Moeller also explicates the crucial role of prominent historians in building a new German national identity around a common history of suffering. Here he focuses on the important five-volume work, Documentation of the Expulsion of Germans from East Central Europe, compiled by historians Theodor Scheider, Hans Rothfels, Martin Brozsat, and Hans-Ulrich Wehler (among others) at the then-newly founded Institute for Contemporary History. It includes some 700 personal testimonials of expulsion and, Moeller avers, was part of a carefully crafted attempt to write "contemporary" history in which the Nazi past was inextricably linked to expulsion and imprisonment and was portrayed as one of the most catastrophic episodes in German history. The suffering of the Nazis' victims was never discussed -- nor was the important history of the early war years in which German settlers came to the East as part of the Lebensraumýprogram, expelling the original inhabitants of the land. Atrocious stories of the rape of German women at the hands of "Asians, Mongols, and marauders" (oft-recurring descriptions of the Soviets) showed not only the suffering of the Germans but also the foolishness of the Allies, who had failed to recognize the brutality of their eastern Allies.
There is very little to criticize in Moeller's book; it is an extremely valuable contribution to the debate on Germany's attempts to overcome its Nazi past in the early postwar years. I was struck by only two weaknesses: First, there is no explanation of the notion of the "usable past," an important term that appears in his title and is used to describe a very specific (and controversial) approach to history.
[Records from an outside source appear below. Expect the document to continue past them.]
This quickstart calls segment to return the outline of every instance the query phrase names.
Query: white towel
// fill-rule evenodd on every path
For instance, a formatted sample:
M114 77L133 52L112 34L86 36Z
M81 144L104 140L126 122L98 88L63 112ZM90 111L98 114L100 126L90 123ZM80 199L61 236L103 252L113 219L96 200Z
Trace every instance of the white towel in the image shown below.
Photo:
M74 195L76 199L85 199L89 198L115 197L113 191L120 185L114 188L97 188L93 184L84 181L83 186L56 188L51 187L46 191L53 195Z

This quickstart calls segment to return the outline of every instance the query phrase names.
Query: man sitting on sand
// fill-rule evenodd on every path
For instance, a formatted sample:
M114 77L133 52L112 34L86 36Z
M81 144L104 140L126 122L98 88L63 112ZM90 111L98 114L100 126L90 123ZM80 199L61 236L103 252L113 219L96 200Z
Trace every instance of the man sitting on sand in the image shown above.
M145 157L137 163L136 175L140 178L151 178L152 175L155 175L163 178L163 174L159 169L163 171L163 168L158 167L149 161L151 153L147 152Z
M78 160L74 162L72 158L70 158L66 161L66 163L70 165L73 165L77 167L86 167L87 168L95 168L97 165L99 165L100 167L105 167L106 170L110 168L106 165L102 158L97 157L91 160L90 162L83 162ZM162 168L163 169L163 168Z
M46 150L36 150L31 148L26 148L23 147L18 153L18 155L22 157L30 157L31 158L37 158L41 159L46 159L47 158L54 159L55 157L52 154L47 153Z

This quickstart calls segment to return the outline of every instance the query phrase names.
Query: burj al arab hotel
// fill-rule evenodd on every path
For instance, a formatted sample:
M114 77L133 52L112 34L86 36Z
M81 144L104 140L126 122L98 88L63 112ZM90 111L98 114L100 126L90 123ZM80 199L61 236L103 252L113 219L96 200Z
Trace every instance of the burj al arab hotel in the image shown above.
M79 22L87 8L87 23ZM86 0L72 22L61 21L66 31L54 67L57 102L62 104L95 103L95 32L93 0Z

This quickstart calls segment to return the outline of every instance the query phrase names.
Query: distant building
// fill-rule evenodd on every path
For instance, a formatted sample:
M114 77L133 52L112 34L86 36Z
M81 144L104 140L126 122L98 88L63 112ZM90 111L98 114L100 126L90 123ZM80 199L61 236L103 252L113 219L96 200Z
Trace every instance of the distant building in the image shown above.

Second, although in the epilogue he acknowledges the historiographical trend of the 1960s and 1970s that criticized the notion that Hitler was an aberration and searched more deeply in German politics and society for the roots of Nazism and the Holocaust, Moeller does little more than that. His sole focus remains the parallel historiographical narrative -- one of German losses and suffering -- that was created in the early postwar years and came to shape much of the popular sentiment towards the Nazi past right into the present. This vision of a competing history is an important and valuable one; however, in emphasizing the continuity of the portrayal of German victimization, Moeller passes rather too quickly over the enormous amount of work done by German historians to counter this politically manipulated image. Nevertheless, as Moeller clearly states, this is a book about the popular representation of the war's effect on Germany and the way that this representation shaped a selective memory of suffering in which German victimhood was the overarching theme. Moeller's chosen themes and organizational structure powerfully demonstrate the distorted mirror that the Adenauer government held up to the Nazi past in the immediate postwar years, and he successfully shows how this early representation remains lodged in the attitudes of many Germans as official history.